Janine era una de las tres azafatas de “Si lo sé no vengo“.

"Sois unos mierdas. Todos"

"Sois unos mierdas. Todos"

Este programa de televisión, en su afán de pretender ser simpático y distendido, contaba con un presentador al que le habían pegado una sonrisa a la cara, el aún hoy sonriente Jordi Hurtado. Janine parecía competir con él a la hora de enseñar los dientes. A mi me daban el mismo miedo los dos, ya que nunca terminé de creerme tanta felicidad. Para mi eran unos hipócritas. Tanta sonrisa tenía que ser mentira.

La emisión de este concurso coincidió de lleno con la pérdida paulatina de mis dientes de leche. Cuanto más se veían mis encías, más se les veía a ellos la dentadura. Era una auténtica competición de sonrisas forzadas lo que llevaban a cabo estos dos personajes.

Janine-Jordi

- Yo tengo más dientes que nadie en el mundo.- Te equivocas, Janine. Soy yo.

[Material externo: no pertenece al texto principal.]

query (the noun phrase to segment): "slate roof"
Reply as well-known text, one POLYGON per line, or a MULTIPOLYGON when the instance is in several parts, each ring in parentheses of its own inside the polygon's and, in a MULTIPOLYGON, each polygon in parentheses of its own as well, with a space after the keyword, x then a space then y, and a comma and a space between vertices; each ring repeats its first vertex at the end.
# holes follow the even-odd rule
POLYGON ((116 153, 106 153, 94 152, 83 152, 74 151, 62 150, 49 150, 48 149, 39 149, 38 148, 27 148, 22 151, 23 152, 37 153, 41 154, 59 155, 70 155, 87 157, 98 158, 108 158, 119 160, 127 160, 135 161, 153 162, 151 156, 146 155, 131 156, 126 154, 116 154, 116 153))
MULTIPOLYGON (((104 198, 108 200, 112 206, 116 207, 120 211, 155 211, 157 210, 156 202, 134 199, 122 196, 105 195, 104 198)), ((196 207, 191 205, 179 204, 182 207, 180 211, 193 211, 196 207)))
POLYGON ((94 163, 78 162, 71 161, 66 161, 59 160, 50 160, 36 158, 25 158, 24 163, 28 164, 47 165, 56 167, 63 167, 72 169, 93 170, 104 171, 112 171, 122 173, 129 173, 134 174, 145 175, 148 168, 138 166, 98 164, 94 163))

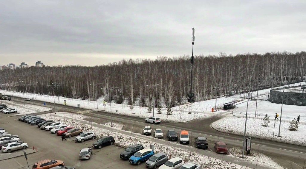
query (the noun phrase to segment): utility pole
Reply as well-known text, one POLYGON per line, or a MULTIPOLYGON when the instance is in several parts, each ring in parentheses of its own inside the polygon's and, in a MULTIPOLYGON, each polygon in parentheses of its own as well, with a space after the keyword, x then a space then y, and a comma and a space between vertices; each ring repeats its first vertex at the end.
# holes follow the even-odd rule
POLYGON ((190 91, 189 94, 188 94, 188 96, 189 98, 188 99, 188 102, 189 103, 192 103, 193 102, 193 93, 192 93, 192 70, 193 69, 193 45, 194 44, 194 28, 192 28, 192 37, 191 38, 191 40, 192 41, 192 55, 191 55, 191 78, 190 79, 190 91))
POLYGON ((282 100, 282 108, 281 108, 281 117, 279 118, 279 128, 278 129, 278 137, 280 137, 280 134, 281 132, 281 122, 282 122, 282 113, 283 112, 283 103, 284 102, 284 94, 285 91, 285 87, 284 87, 283 89, 283 98, 282 100))

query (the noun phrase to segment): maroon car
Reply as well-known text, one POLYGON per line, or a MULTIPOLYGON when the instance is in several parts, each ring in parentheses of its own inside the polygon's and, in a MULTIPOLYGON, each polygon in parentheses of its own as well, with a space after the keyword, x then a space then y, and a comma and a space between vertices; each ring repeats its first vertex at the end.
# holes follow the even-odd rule
POLYGON ((227 153, 226 144, 225 143, 217 142, 215 143, 215 149, 216 150, 216 153, 227 153))

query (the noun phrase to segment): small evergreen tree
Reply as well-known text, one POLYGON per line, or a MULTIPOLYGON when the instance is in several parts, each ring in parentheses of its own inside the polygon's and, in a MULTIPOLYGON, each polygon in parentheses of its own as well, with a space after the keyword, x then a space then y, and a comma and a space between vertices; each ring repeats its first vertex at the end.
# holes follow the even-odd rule
POLYGON ((157 114, 162 114, 162 107, 159 106, 157 107, 157 114))
POLYGON ((270 119, 269 119, 269 117, 268 116, 267 114, 266 114, 266 115, 264 116, 263 118, 263 123, 262 123, 263 124, 263 126, 268 127, 269 123, 270 123, 270 119))
POLYGON ((152 106, 150 105, 149 106, 149 107, 147 108, 147 109, 148 110, 148 112, 149 113, 151 113, 152 112, 152 106))
POLYGON ((289 125, 289 130, 290 131, 295 131, 297 130, 297 128, 299 127, 298 125, 298 123, 297 122, 297 120, 295 118, 293 118, 290 122, 290 124, 289 125))
POLYGON ((172 114, 172 112, 173 112, 173 111, 171 110, 171 107, 170 106, 168 106, 168 108, 167 109, 167 114, 168 115, 172 114))
POLYGON ((130 105, 130 109, 131 109, 131 110, 134 109, 134 106, 132 105, 130 105))

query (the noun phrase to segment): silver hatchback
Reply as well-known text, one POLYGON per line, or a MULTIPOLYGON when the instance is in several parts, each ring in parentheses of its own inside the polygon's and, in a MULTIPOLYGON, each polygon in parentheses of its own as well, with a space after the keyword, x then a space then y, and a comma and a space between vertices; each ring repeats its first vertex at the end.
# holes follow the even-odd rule
POLYGON ((146 166, 150 168, 156 168, 165 164, 168 160, 168 157, 164 153, 155 154, 147 160, 146 166))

El caso es que, tal y como decían Los Módulos, todo tiene su fin y Si lo sé no vengo no iba a ser una excepción. Janine se quedó en el paro, pero pronto pudo volver a llenarnos la pantalla con su dentadura gracias a su imprescindible labor en El Tiempo es Oro, junto a Constantino Romero. Bueno, en realidad junto a él no es que estuviera mucho, ya que ella prácticamente se limitaba a hacer una aparición estelar en la prueba final, y sólo en el caso de que quedara sin resolver. En esta prueba el concursante finalista, ayudado por unos amigos, tenía que responder correctamente una pregunta enrevesadísima valiéndose de varias enciclopedias que estaban a su disposición. Si se agotaba el tiempo y no había conseguido dar con la solución, Constantino invitaba a Janine a mostrarla. A continuación aparecía ella contoneándose con sus tacones. Se dirigía a una de las estanterías y cogía uno de los tomos mientras la cámara mostraba un primer plano casi grotesco de su cara. Aprovechaba entonces para dejar asomar sus millones de dientes entre el carmín rojísimo, poniendo cara de “¡Ay, alma de cántaro! Si es que tenías que haber cogido este libro…“. Lo abría por la página exacta, lo colocaba sobre un atril y nos mostraba una finísima manicura, con color rojísimo a juego con los labios, al ir señalando palabra por palabra, el párrafo exacto donde se encontraba la solución al enigma. En la pantalla sólo se veía su uña perfecta que se iba moviendo bajo cada palabra que leía una voz en off masculina, por supuesto.

A una mellada como yo se le ocurrían varias preguntas:

– ¿Por qué lo lee un tío invisible? ¿Janine no sabe leer? ¿Y entonces por qué trabaja en un programa cultural? ¿Será por sus uñas? – entonces me sacaba de mis pensamientos un manotazo de mi padre en la boca mientras voceaba “¡Que te he dicho mil veces que no te muerdas las uñas!”

Me miraba las manos perpleja comprobando el estado deplorable de mis dedos.

¡Huy! ¡Jamás podré ser como Janine! Bueno, pero es que yo sé leer. ¡Ya sé, seré la voz en off! Así podré seguir mordiéndome las uñas siempre y no tendré que llevar esos tacones. ¡No, mierda! La voz en off es de un señor y yo nunca tendré esa voz. Es igual, ya lo he decidido: ni puedo ni quiero ser como Janine. Haré todo lo posible por evitarlo.

Y me dediqué de lleno a hacer de mi dedo índice algo digno de ocultar. A día de hoy sigo en ello.

Indices3

(1): Uña roída al límite. También sirve para señalar, pero menos.

(2): Cicatriz que me recuerda lo peligroso que puede llegar a ser meter el dedo en un enchufe, pero todo riesgo es poco para conseguir diferenciarse de Janine.

Gracias, Janine. Mi creación digital, mi pequeño monstruo, está dedicada a ti.